Glossary
A quick reference for the terms you'll see throughout SpecForge — written for humans, not just developers.
Spec
A spec (short for specification) is a short plan for a feature or change you want to build. Think of it like a contract between you and your AI: it describes what to build, how it should work, and what done looks like.
Example: A spec for "Google login" would list: set up OAuth credentials, add a login button, store the user session, redirect after login. Your AI reads this and follows it step by step.
Done Checklist
Every spec has a done checklist — a list of things that must be true before the feature is considered finished. It removes ambiguity: instead of "kind of working", you know exactly which boxes are checked and which aren't.
Drift
Drift happens when the code you built no longer matches the spec you agreed on. This is normal — requirements change, shortcuts get taken, ideas evolve. SpecForge detects drift and tells you exactly what diverged from the original plan.
Why it matters: Without drift detection, you might think a feature is done when critical parts are missing or changed.
MCP Server
An MCP server is a plugin that extends your AI tool (like Claude, Cursor, or Windsurf) with new capabilities. SpecForge runs as an MCP server locally on your machine — your AI can call its tools to create specs, validate code, detect drift, and more.

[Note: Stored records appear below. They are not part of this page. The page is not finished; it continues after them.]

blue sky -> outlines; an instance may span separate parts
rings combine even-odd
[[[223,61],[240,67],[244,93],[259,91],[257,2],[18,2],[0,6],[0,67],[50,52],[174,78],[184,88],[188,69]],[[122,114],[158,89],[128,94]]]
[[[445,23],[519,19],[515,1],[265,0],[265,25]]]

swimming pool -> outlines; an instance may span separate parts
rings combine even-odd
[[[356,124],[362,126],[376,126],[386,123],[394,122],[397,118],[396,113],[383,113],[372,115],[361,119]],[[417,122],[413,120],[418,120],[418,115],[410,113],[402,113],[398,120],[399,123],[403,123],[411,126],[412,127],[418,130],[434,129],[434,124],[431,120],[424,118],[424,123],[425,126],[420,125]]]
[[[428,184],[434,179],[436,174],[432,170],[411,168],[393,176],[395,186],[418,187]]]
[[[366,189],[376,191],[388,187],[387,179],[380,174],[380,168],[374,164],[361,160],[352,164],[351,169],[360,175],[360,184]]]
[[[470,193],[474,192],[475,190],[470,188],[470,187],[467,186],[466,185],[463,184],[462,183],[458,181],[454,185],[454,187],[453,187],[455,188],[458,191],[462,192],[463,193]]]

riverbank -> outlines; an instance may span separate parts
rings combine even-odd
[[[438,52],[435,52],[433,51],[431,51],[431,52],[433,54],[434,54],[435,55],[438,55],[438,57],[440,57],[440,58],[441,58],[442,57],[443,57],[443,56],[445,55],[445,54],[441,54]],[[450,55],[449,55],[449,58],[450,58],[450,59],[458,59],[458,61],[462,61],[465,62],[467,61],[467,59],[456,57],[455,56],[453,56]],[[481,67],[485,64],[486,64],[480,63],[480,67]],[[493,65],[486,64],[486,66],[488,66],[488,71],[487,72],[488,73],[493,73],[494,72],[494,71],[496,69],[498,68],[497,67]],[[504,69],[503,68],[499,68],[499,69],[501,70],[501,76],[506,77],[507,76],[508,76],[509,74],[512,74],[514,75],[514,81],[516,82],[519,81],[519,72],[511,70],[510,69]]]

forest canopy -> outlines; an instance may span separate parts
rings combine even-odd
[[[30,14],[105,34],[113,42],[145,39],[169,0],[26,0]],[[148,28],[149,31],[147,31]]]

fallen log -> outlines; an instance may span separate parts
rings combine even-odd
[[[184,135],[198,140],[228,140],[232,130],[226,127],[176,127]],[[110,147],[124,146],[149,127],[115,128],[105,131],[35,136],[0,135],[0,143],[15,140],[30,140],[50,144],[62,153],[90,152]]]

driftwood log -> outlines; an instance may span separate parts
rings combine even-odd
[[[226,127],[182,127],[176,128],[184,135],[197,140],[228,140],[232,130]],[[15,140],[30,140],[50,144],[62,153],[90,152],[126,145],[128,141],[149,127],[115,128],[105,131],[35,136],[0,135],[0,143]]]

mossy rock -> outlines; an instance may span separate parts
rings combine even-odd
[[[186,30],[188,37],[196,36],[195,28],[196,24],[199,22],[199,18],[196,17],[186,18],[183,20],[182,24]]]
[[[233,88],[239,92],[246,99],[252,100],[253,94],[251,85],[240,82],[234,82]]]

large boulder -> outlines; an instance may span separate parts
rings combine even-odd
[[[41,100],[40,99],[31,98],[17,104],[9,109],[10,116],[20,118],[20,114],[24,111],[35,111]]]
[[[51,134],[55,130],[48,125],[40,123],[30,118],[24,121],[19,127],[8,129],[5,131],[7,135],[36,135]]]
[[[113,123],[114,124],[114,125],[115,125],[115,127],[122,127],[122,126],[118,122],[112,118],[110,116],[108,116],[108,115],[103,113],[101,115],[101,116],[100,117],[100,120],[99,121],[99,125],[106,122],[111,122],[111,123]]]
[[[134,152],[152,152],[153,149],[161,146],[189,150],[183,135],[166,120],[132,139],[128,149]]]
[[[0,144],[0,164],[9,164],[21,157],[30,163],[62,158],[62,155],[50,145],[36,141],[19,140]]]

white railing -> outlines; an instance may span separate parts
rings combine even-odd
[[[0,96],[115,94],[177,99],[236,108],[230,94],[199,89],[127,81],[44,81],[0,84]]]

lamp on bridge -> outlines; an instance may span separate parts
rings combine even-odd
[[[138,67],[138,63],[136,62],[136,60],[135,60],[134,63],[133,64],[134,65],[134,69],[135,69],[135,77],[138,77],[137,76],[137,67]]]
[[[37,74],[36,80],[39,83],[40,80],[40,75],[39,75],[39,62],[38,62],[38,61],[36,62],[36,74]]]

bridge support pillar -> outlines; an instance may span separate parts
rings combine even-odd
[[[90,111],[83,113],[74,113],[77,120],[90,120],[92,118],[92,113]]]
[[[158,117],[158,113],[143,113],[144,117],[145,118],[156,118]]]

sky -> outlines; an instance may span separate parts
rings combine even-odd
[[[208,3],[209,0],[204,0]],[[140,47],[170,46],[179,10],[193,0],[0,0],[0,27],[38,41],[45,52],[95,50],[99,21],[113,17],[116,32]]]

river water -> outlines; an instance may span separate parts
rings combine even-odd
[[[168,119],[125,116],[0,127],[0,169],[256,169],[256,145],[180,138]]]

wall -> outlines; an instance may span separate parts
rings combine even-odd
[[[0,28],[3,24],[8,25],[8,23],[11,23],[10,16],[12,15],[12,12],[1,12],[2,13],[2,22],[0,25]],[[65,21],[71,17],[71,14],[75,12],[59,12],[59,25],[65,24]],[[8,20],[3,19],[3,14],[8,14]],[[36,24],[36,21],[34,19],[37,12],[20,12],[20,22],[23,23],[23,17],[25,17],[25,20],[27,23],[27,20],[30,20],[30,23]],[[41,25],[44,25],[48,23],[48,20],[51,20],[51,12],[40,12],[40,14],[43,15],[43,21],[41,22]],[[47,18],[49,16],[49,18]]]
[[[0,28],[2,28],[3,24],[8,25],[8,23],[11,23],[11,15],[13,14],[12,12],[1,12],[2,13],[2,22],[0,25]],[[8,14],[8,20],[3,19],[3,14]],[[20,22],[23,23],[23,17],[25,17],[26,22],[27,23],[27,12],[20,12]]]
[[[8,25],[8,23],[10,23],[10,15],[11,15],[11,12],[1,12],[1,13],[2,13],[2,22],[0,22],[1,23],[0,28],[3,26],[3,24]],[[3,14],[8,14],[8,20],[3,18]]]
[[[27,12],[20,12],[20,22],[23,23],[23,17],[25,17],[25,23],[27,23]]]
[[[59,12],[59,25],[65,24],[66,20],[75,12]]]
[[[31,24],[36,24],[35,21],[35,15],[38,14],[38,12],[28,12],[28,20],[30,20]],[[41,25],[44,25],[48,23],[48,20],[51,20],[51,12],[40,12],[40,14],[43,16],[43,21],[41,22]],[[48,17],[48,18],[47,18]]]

Analogy: Think of it like a browser extension, but for your AI coding assistant.
SDD (Spec Driven Development)
SDD is a development approach where every feature starts with a clear spec before any code is written. The spec becomes the single source of truth — your AI follows it, and you validate against it when done.
Contrast with: Ad-hoc development, where you describe what you want in chat and hope the AI figures it out correctly.
Project
In SpecForge, a project is a folder on your computer that you've initialized with SpecForge. Each project gets a unique ID and stores all its specs, decisions, and metrics locally — no cloud required.
Stream
SpecForge organizes its 59 tools into 8 streams (A through H). Each stream groups tools that do similar things: planning, analysis, design, delivery, etc. You don't need to know all 59 — just the stream relevant to what you're doing.
Validation
Validation is when SpecForge reads your code and checks it against a spec's done checklist. It tells you which items are complete, which are missing, and what changed from the original plan.
When to use it: After you (or your AI) think a feature is done.
Acceptance Criteria
Acceptance criteria are the specific conditions that must be true for a spec to be considered done. They're the items on the done checklist. Each criterion is concrete and testable — not "login should work" but "user is redirected to /dashboard after successful login."
Init / Initialize
Initializing a project means pointing SpecForge at your project folder so it can scan your codebase, detect your language and framework, and set up local storage for your specs. It takes a few seconds and only needs to be done once per project.
Pattern
A pattern is a recurring solution that SpecForge has learned from your project. Over time, SpecForge can recognize common approaches in your codebase and suggest them when creating new specs — so your AI builds consistently.
Tech Debt
Tech debt refers to work that was deferred or shortcuts that were taken during development. In SpecForge, tech debt items are tracked separately in a spec's progress file — they don't block a spec from being "done", but they're recorded so nothing gets forgotten.